In Come un uragano interpreta un famoso chirurgo estetico in crisi che, in un

hotel dove si è rifugiato per risolvere un problema di coscienza, trova l'amore.

«È la sua seconda chance. Fino a quel momento lui ha vissuto assorbito nel suo mondo superficiale, ma l'incontro con Adrienne Willis, interpretata da Diane Lane,

lo tira fuori. E lo aiuta a scoprire

la generosità e l'umanità che prima erano assopite sotto folti strati di ambizione».

Che rapporto c'è con Diane Lane, sua partner sul set per la terza volta, dopo The cotton club e Unfaithful?

«Siamo molto amici, anche se ci vediamo poco. Però appena ci incontriamo è come se ci fossimo lasciati solo il giorno prima. Ci capiamo al volo. Quando lavoriamo, siamo protettivi a vicenda e ci sosteniamo: se

c'è una sua battuta che mi sembra sbagliata la avviso, e lei lo fa con me».

In Come un uragano siete anche "impegnati" in una scena bollente...

«Sappiamo tutti e due fin dove possiamo spingerci senza urtare le nostre sensibilità».

Sapete fingere molto bene.

«Anni di allenamento» (ride).

Tornando al suo personaggio, lei pensa davvero che un incontro, per quanto felice, possa cambiare una persona?

«Ne sono convinto. La vita è fatta

di seconde chance: se non ci fossero,

sarebbe un disastro».

E lei di seconde chance ne ha avute?

«Sempre. Comunque penso che ognuno di noi, anche quando fa una scelta che sembra definitiva, ha sempre la possibilità di cambiare strada. A me è successo nel lavoro e da un punto di vista sentimentale»

(si è separato da Cindy Crawford, poi ha trovato la donna della sua vita, ndr).

A differenza di altri suoi colleghi, lei sembra a suo agio con i giornalisti.

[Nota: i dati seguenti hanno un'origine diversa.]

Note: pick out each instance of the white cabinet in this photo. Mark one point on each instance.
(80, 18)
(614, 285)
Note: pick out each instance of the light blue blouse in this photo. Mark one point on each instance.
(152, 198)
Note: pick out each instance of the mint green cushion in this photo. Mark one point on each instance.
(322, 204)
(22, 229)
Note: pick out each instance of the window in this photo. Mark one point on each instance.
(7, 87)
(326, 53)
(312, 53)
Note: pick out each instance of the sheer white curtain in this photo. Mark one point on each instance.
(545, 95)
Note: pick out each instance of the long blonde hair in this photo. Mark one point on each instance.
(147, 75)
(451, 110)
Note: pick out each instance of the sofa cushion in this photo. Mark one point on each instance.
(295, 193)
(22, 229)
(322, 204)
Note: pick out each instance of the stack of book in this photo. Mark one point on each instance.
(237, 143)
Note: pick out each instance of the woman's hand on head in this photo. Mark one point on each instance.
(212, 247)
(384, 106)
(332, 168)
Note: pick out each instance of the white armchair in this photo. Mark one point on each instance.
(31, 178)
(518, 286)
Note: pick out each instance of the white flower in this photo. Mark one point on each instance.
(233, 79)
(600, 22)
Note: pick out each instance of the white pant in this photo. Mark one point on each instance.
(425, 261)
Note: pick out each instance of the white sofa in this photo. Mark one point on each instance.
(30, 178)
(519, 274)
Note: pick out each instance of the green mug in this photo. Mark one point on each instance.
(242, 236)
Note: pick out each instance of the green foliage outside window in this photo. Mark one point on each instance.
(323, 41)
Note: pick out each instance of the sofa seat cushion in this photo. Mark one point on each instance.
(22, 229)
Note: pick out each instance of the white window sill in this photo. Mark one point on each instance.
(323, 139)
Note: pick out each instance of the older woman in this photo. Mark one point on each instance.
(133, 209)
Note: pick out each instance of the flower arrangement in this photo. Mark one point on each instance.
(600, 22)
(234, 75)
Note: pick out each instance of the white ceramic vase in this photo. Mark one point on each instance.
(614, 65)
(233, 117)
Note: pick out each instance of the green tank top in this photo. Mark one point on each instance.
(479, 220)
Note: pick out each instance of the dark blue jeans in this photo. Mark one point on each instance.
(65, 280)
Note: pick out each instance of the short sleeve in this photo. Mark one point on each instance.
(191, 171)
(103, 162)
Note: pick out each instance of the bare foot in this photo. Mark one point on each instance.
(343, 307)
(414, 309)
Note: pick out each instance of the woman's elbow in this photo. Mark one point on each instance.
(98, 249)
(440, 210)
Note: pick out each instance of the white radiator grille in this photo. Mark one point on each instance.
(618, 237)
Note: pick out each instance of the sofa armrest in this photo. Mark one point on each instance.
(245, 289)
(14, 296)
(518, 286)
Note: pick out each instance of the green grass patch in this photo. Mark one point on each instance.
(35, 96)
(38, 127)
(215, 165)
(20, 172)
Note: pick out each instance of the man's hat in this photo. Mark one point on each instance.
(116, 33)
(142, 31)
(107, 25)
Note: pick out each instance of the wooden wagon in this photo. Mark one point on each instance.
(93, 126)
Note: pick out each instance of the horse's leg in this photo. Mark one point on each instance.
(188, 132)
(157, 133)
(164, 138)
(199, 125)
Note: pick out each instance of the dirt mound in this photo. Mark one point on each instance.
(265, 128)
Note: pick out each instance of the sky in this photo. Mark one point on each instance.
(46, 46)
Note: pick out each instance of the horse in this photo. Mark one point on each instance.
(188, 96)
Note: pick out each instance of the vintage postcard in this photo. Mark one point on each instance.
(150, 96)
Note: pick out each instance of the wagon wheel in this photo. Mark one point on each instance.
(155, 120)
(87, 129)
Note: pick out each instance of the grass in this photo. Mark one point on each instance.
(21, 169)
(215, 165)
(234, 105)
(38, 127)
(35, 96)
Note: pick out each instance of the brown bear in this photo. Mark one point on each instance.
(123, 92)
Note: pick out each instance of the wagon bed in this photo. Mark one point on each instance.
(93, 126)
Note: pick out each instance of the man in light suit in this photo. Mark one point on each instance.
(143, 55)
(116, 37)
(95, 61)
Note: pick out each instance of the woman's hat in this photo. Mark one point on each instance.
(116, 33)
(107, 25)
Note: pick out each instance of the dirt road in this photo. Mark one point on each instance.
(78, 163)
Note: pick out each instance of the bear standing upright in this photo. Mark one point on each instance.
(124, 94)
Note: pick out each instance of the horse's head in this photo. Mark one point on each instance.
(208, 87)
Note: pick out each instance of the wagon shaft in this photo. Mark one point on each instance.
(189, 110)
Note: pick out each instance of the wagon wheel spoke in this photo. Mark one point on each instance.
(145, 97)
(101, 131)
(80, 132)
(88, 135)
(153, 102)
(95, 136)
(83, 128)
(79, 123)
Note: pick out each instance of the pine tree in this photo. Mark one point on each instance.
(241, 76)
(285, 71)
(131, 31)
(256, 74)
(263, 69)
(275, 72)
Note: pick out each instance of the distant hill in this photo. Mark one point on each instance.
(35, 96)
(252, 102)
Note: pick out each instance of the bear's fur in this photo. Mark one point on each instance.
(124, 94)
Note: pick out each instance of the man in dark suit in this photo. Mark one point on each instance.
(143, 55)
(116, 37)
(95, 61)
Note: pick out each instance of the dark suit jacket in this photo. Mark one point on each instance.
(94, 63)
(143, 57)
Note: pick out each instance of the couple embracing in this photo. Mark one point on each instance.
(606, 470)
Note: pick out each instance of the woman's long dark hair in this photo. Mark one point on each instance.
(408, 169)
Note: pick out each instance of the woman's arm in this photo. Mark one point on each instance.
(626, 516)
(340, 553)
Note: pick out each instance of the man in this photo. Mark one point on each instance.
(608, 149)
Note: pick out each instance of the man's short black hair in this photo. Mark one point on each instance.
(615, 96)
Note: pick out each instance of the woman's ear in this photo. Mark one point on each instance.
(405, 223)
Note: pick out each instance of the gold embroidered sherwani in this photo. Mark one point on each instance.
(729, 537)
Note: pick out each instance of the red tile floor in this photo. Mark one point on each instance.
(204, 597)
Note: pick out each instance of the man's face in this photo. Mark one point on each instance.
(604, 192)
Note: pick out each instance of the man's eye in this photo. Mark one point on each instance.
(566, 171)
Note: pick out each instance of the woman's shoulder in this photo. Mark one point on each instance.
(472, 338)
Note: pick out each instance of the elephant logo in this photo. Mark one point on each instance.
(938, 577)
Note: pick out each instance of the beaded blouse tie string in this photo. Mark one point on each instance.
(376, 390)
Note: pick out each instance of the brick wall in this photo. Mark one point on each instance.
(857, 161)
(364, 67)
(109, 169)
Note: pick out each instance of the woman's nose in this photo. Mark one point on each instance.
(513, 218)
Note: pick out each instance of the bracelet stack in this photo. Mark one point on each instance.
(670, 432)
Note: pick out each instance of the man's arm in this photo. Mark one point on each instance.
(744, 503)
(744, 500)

«Abbastanza. Diciamo che ci sono cose più importanti che dar retta alle sciocchezze che spesso vengono scritte su di me. Per un periodo ne hanno dette di tutti i colori, tanto che ho dovuto comprare una pagina di giornale

per smentire tutte quelle folli invenzioni» (i gossip sulla sua presunta omosessualità, ndr).

A parte i danni legati alla celebrità, che significato ha per lei il cinema?

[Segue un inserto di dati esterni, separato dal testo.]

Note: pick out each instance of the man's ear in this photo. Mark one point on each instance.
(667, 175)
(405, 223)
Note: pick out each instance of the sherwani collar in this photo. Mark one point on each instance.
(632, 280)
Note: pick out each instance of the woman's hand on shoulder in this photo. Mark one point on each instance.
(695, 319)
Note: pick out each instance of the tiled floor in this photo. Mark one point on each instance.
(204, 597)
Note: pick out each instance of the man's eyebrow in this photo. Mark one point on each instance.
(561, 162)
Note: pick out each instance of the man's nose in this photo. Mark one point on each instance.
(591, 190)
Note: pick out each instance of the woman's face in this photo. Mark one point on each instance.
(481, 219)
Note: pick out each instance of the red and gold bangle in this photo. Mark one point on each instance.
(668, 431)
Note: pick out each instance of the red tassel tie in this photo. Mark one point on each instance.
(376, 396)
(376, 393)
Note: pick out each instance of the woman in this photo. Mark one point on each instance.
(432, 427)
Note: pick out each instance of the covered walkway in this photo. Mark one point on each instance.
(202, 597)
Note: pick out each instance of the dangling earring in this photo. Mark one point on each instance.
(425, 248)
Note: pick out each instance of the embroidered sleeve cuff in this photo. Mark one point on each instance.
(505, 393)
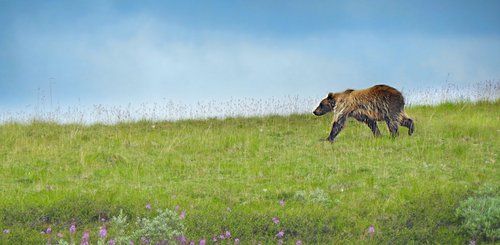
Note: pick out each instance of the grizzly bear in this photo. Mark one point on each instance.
(378, 103)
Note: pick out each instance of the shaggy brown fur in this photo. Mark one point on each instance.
(378, 103)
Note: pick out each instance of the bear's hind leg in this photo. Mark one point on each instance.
(372, 124)
(408, 122)
(393, 126)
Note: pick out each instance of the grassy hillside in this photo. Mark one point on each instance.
(231, 175)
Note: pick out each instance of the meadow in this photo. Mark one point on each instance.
(264, 179)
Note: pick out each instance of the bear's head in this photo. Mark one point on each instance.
(326, 105)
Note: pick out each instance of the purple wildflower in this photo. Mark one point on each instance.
(103, 232)
(371, 230)
(72, 228)
(182, 240)
(85, 238)
(144, 240)
(276, 220)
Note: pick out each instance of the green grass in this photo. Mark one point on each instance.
(408, 188)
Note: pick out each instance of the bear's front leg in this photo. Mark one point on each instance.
(337, 127)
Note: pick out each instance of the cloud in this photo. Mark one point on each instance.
(142, 58)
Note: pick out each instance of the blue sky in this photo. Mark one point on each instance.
(120, 52)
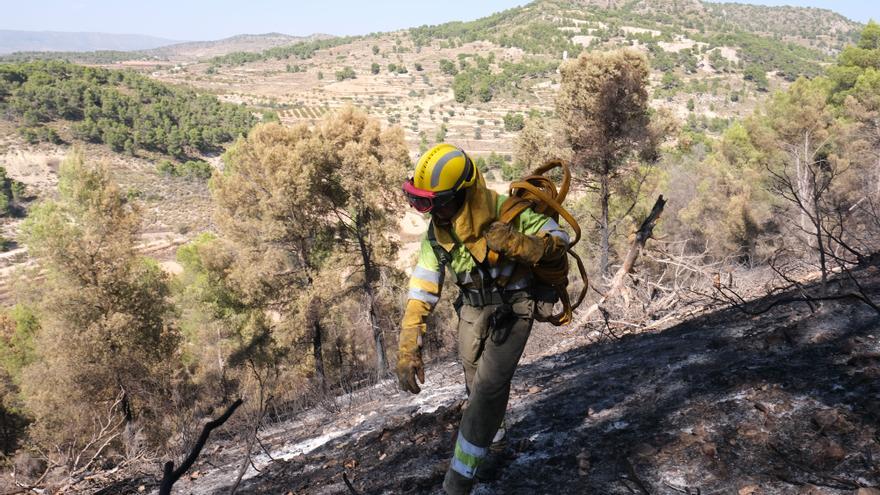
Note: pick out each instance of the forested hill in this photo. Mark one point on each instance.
(125, 110)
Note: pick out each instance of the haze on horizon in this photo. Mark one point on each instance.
(203, 20)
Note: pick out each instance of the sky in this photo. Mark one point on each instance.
(215, 19)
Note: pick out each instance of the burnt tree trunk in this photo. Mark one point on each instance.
(605, 195)
(369, 278)
(314, 324)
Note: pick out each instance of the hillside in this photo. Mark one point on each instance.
(247, 43)
(54, 41)
(712, 63)
(784, 402)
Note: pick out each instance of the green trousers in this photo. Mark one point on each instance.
(491, 340)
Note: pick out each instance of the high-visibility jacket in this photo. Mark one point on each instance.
(463, 250)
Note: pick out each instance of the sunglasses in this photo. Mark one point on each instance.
(425, 201)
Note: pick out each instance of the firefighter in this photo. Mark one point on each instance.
(497, 295)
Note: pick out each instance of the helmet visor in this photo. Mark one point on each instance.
(425, 201)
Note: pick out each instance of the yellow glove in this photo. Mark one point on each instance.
(409, 353)
(527, 249)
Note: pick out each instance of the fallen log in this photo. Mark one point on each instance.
(171, 475)
(641, 238)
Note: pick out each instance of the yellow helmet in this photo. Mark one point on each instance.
(444, 168)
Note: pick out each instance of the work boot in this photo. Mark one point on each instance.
(456, 484)
(497, 457)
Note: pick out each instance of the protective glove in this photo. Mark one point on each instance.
(409, 358)
(504, 239)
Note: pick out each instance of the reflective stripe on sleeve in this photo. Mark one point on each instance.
(428, 275)
(422, 295)
(553, 228)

«Glielo spiego con un aneddoto. Una volta, alla fine di una giornata di lavoro particolarmente dannata, con intoppi tecnici insormontabili e la sceneggiatura da riscrivere, ci siamo detti:

"E adesso che si fa?". Risposta: "Be' si va al cinema". Perché il cinema resta una magia».

È vero che ha anche aperto due ristoranti?

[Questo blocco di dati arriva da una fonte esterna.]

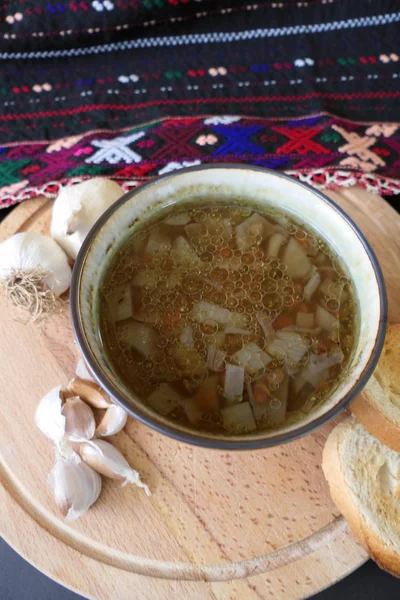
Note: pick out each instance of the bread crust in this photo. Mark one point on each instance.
(345, 502)
(375, 422)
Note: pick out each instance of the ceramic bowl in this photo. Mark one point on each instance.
(252, 185)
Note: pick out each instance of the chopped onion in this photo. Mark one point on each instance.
(305, 320)
(289, 344)
(321, 362)
(233, 386)
(215, 358)
(236, 330)
(325, 320)
(252, 229)
(252, 358)
(275, 243)
(296, 259)
(312, 284)
(266, 324)
(180, 218)
(186, 337)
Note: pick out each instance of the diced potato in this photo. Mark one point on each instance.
(238, 418)
(274, 245)
(121, 304)
(325, 320)
(192, 411)
(206, 311)
(164, 399)
(253, 231)
(138, 336)
(233, 384)
(158, 242)
(180, 218)
(252, 358)
(305, 320)
(296, 259)
(189, 361)
(146, 279)
(207, 396)
(183, 252)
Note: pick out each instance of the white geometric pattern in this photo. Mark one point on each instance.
(212, 37)
(115, 150)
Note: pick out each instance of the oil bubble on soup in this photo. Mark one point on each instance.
(226, 318)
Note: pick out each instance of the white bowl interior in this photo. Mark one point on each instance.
(260, 187)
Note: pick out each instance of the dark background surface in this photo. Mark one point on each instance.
(20, 581)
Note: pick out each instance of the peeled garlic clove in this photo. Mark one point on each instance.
(79, 420)
(49, 418)
(108, 461)
(113, 421)
(90, 392)
(83, 373)
(75, 486)
(77, 208)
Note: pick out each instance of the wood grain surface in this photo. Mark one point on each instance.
(219, 525)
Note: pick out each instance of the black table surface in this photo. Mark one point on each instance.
(20, 581)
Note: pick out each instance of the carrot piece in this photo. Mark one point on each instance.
(284, 320)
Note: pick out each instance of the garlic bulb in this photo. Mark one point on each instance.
(82, 372)
(34, 272)
(75, 485)
(113, 422)
(77, 208)
(26, 252)
(79, 420)
(90, 392)
(49, 418)
(108, 461)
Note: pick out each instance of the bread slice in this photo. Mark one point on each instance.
(364, 481)
(378, 407)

«Sì, due locali a un'ora da New York. Sono la realizzazione di un sogno che, però, si è trasformato in un incubo di fatica. Per fortuna li segue mia moglie. E Carey ha fatto

veri miracoli organizzativi: è stata eroica».

Come mai si è buttato nel ramo della ristorazione: è un buon cuoco?

«Ottimo. Sono imbattibile nella preparazione della prima colazione!».